The weather has finally turned here in S. Fl. Thank God, September and October was about as hot in temps as I’ve ever seen or care to see again. It was easier to take the hot temperatures because the fishing was just as hot. Snook and Tarpon fishing were off the hook. The mullet run/bait migration started in August and is still going on as of this writing. All the winter visitors, Jacks, Ladyfish, Bluefish, King Mackerel, Pompano and even a few early Spinner Sharks are all showing up. This most recent cold front that came through has pushed sailfish and dolphin into the area and the boats that have been getting out are reporting good catches of both. I have several reports of the Skipjack tuna being spotted offshore. It is shaping up to be a very entertaining winter.

Summer is winding down finally, and what a great summer of fishing it was. Albies put on a beautiful show, and here it is the
beginning of September. and they are still in the area! For most of the season, the average size was big, twelve to fourteen pounds
and not much at all in the way of smaller fish.

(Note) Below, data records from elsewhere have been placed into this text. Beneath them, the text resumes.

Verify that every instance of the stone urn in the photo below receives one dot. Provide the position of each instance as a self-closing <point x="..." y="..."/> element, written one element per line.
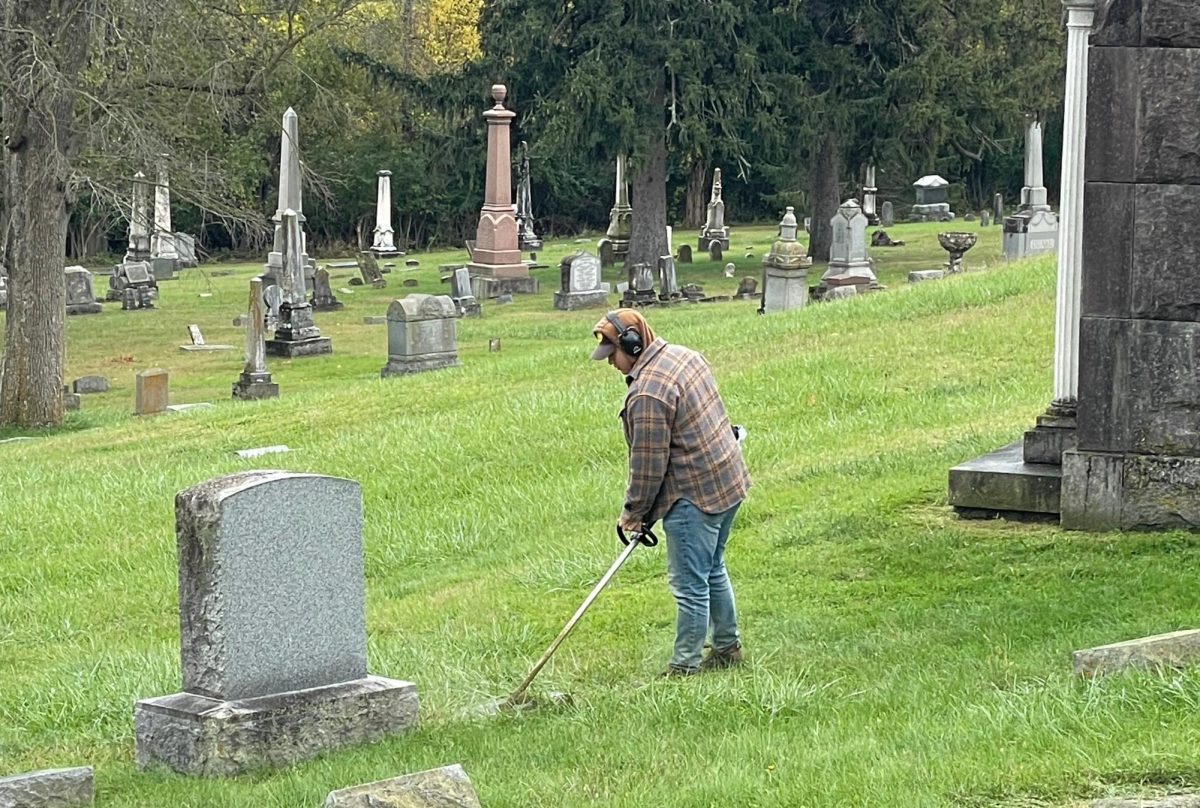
<point x="957" y="244"/>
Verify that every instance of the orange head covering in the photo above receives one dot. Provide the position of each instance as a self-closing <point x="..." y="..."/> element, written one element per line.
<point x="607" y="331"/>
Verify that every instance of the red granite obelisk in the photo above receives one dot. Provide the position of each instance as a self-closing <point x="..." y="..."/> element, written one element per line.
<point x="497" y="253"/>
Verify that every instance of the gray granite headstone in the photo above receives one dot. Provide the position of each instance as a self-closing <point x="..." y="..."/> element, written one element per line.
<point x="52" y="788"/>
<point x="271" y="584"/>
<point x="421" y="334"/>
<point x="273" y="629"/>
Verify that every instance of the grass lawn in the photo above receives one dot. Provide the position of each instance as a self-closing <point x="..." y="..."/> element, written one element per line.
<point x="898" y="656"/>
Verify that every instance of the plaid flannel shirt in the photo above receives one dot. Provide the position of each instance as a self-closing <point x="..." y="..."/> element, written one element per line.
<point x="681" y="442"/>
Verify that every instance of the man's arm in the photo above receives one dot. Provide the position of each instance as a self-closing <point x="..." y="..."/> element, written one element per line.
<point x="649" y="449"/>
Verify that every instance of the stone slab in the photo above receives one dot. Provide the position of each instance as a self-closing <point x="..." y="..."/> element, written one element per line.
<point x="51" y="788"/>
<point x="1173" y="650"/>
<point x="85" y="384"/>
<point x="575" y="300"/>
<point x="211" y="737"/>
<point x="406" y="365"/>
<point x="1109" y="491"/>
<point x="1170" y="801"/>
<point x="271" y="584"/>
<point x="927" y="275"/>
<point x="1002" y="484"/>
<point x="293" y="348"/>
<point x="246" y="454"/>
<point x="437" y="788"/>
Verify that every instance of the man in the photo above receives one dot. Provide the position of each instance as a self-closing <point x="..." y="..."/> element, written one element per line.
<point x="685" y="467"/>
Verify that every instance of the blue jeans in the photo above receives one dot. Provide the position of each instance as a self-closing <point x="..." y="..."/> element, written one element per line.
<point x="699" y="581"/>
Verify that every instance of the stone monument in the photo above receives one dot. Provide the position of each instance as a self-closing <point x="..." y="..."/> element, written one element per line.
<point x="139" y="222"/>
<point x="255" y="381"/>
<point x="295" y="334"/>
<point x="163" y="256"/>
<point x="291" y="198"/>
<point x="640" y="291"/>
<point x="383" y="243"/>
<point x="1138" y="459"/>
<point x="849" y="262"/>
<point x="81" y="297"/>
<point x="462" y="294"/>
<point x="323" y="298"/>
<point x="582" y="287"/>
<point x="421" y="335"/>
<point x="714" y="229"/>
<point x="273" y="630"/>
<point x="621" y="217"/>
<point x="869" y="196"/>
<point x="1035" y="228"/>
<point x="497" y="252"/>
<point x="527" y="238"/>
<point x="785" y="269"/>
<point x="933" y="199"/>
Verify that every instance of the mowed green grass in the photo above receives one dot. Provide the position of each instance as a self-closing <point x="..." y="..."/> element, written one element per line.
<point x="898" y="656"/>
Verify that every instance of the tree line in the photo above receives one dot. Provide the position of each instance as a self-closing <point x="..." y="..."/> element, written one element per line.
<point x="790" y="97"/>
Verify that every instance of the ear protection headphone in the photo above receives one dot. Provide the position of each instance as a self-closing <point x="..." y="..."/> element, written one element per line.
<point x="628" y="340"/>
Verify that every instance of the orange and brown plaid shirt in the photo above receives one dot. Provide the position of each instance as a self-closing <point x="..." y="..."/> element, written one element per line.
<point x="681" y="442"/>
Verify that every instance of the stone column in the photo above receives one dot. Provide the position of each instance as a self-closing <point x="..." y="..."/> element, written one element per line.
<point x="497" y="253"/>
<point x="1033" y="195"/>
<point x="163" y="234"/>
<point x="1080" y="17"/>
<point x="139" y="222"/>
<point x="384" y="237"/>
<point x="621" y="217"/>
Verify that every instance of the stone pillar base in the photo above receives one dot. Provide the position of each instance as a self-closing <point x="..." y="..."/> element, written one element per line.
<point x="251" y="387"/>
<point x="405" y="365"/>
<point x="1115" y="491"/>
<point x="1002" y="484"/>
<point x="573" y="300"/>
<point x="499" y="270"/>
<point x="208" y="737"/>
<point x="292" y="348"/>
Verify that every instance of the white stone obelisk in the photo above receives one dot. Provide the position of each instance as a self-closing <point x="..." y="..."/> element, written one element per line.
<point x="1080" y="16"/>
<point x="384" y="237"/>
<point x="163" y="241"/>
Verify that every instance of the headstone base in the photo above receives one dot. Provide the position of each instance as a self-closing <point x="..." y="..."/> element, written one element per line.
<point x="208" y="737"/>
<point x="573" y="300"/>
<point x="935" y="213"/>
<point x="405" y="365"/>
<point x="291" y="348"/>
<point x="501" y="271"/>
<point x="784" y="289"/>
<point x="252" y="387"/>
<point x="1047" y="442"/>
<point x="706" y="241"/>
<point x="1002" y="484"/>
<point x="1114" y="491"/>
<point x="163" y="269"/>
<point x="489" y="288"/>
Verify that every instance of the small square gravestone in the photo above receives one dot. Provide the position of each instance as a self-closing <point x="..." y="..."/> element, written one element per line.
<point x="273" y="629"/>
<point x="153" y="391"/>
<point x="581" y="285"/>
<point x="81" y="298"/>
<point x="421" y="335"/>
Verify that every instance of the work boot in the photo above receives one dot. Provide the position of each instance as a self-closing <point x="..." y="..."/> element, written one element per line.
<point x="717" y="659"/>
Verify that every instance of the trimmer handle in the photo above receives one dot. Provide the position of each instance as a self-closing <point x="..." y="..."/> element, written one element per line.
<point x="645" y="537"/>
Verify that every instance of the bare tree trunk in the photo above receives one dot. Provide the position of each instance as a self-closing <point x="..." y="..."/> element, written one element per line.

And world record class sixteen to eighteen pound fish being landed every day.

Then about the beginning of July, the smaller six to ten pound fish flooded intothe area. I did not keep an accurate count of
albie releases this summer like I usually do, but somewhere north of three thousand sounds about right.
We had encounters with blackfin tuna of all sizes throughout this period, and while we did boat quite a few of the
smaller five to eight pound fish, the twenty five to thirty pound + blackfins stayed elusive.  
July also had alot of sailfish in the area. In the process of trying to get one of the big blackfins in the icebox for dinner, I released three sails solo one afternoon.

I should have spent more time dragging teasers for them with clients, I’m sure it would have been worth it.
Since the beginning of August, the king mackerel have been spectacular and as good as I’ve ever seen them. Chumming them
right to the suface, kings in the ten to twenty five pound range lauching out of the water like silver missles. Some of these fish
were reaching twenty feet in the air. In the middle of one melee’, I heard a thump and a slash that I couldn’t really identify. After
looking around to make sure that both my anglers were still holding their rods, and a quick inspection of the boat to see if
something important hadn’t gone swimming, I went back to work and forgot about the unidentified sound. Then,standing on the
front deck while hosing the boat off at the end of the day, I could see the long streak of kingfish slime and scales where one
of the high jumpers had come down on the t-top canvas before falling back in the water. Mystery solved.
In addition to the king mackerel fishing, snook in the inlets and around bait schools close to the beach have been very good.
Wreck and reef fishing with the sinking lines has also been darn entertaining with jack crevalle, amberjack, almaco jacks,
assorted snapper and a few grouper as well.

Dolphin fishing has been a disappointment this summer, I don’t think we’ve caught a keeper sized dolphin since early June.
But in the past week or so, a number of fish have been reported, so I’m hoping for a repeat of last fall when we just got tired of
catching them. The skip jack tuna should also be around for the fall.
The mullet run/fall bait migration is right around the corner, and all the madnees that involes. With mullet schools being
hammered by everything that swims from sharks and tarpon to jacks and bluefish. I’ve even seen sailfish in ten feet of water
chasing bait around on a regular  basis. We should get a little flurry of action with the spinner sharks too this fall if history repeats itself.